Diagnostic ultrasound is emitted in short pulses lasting in the order of a microsecond (millionth of a second).  The system then waits a fraction of a millisecond (one thousandth of a second) for the returning echo.  Pulse intensities are measured in W/cm2 (Watts per square centimetre) and time-averaged intensities in mW/cm2 (milliwatts per square centimetre).  The time-averaged (formally expressed as Ispta) intensity quoted for the ADR 2130 used in the Norwegian handedness outcome study around 1980 was 0.11 mW/cm2 (1).  The ADR was a widely used unit at that time, and the only one I had access to for about 2 years.  Results of this study raised the question of effects of prenatal ultrasound on subsequent handedness.  A Mayo Clinic demonstration of fetal stimulation by diagnostic ultrasound (combined standard imaging and pulsed Doppler) using an Acuson 128 XP gave the standard imaging (B-mode) intensity as144 mW/cm2, quoted from the 1995 service manual (2).  The authors of this article describe the output value as typical of modern scanners.  There are technical arguments about how comparable the measurements related to these two studies are, but there is as much reason to believe that the more than 1000-fold increase is an underestimate as an overestimate (31)
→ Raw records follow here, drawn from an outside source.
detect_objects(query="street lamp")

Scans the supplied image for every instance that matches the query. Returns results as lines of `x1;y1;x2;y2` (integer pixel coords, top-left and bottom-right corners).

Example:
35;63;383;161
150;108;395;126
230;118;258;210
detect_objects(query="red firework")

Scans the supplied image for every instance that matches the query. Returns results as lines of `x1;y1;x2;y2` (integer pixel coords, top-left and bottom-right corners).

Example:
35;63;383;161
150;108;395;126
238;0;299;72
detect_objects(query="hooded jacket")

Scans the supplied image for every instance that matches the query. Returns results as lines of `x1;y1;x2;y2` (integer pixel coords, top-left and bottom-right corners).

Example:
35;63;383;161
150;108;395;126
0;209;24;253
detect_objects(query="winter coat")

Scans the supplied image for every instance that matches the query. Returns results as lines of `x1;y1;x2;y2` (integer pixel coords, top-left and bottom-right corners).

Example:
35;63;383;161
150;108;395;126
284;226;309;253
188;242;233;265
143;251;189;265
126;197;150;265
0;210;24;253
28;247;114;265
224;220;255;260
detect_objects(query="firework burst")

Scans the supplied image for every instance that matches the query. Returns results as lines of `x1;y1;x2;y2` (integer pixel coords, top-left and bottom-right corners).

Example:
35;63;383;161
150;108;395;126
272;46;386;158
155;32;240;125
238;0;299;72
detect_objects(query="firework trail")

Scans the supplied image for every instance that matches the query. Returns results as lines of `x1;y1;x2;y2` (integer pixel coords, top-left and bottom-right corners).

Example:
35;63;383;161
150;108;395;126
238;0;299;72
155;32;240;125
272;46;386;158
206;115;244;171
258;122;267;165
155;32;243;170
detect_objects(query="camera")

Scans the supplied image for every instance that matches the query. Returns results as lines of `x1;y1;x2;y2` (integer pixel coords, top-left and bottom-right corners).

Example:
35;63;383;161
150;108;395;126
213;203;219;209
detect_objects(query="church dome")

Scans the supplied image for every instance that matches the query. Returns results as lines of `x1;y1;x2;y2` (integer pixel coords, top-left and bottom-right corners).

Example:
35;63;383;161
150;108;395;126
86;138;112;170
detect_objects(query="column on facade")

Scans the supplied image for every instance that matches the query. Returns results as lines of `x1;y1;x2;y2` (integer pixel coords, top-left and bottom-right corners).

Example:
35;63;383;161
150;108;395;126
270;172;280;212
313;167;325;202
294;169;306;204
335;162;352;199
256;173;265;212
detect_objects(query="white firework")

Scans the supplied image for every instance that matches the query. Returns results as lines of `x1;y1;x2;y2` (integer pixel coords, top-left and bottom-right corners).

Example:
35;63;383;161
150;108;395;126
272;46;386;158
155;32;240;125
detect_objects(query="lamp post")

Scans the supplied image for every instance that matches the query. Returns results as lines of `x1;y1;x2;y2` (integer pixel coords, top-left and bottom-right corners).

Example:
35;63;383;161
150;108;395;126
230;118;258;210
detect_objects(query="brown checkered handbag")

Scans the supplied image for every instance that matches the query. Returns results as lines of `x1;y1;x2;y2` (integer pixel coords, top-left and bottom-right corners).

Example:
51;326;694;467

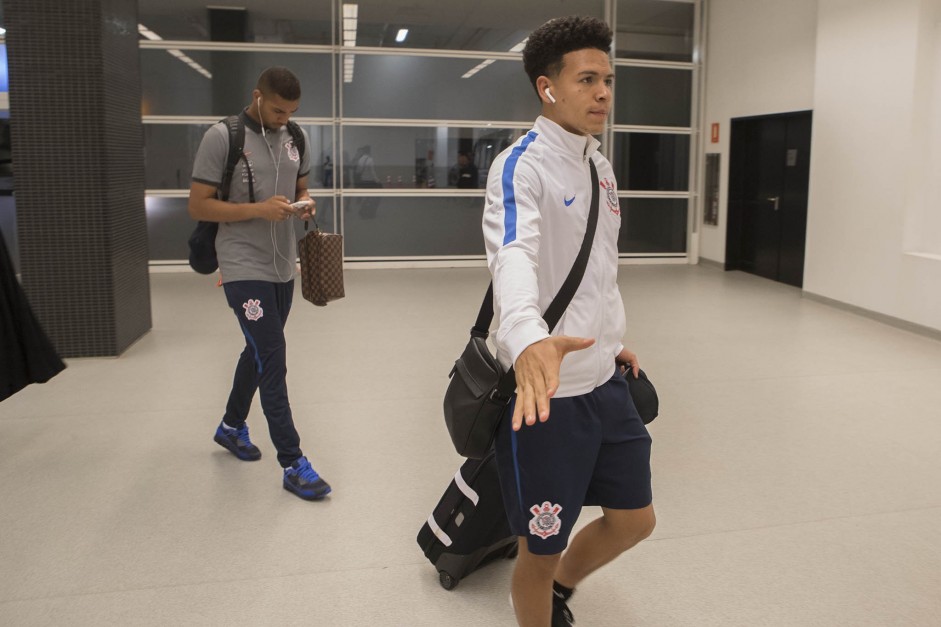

The current regulatory upper limit for Ispta is 720 mW/cm2, except for ophthalmic ultrasound where the limit is 50 mW/cm2   (9c, 15a).  Although not of direct relevance, a recognized authority in ultrasound physics has noted that the threshold for pain in the audible sound range, usually given as 130 dB, represents an intensity of 1 mW/cm2 (3).  (Ultrasound at diagnostic frequencies is completely blocked by air and therefore is not a hearing hazard to operators or patients.)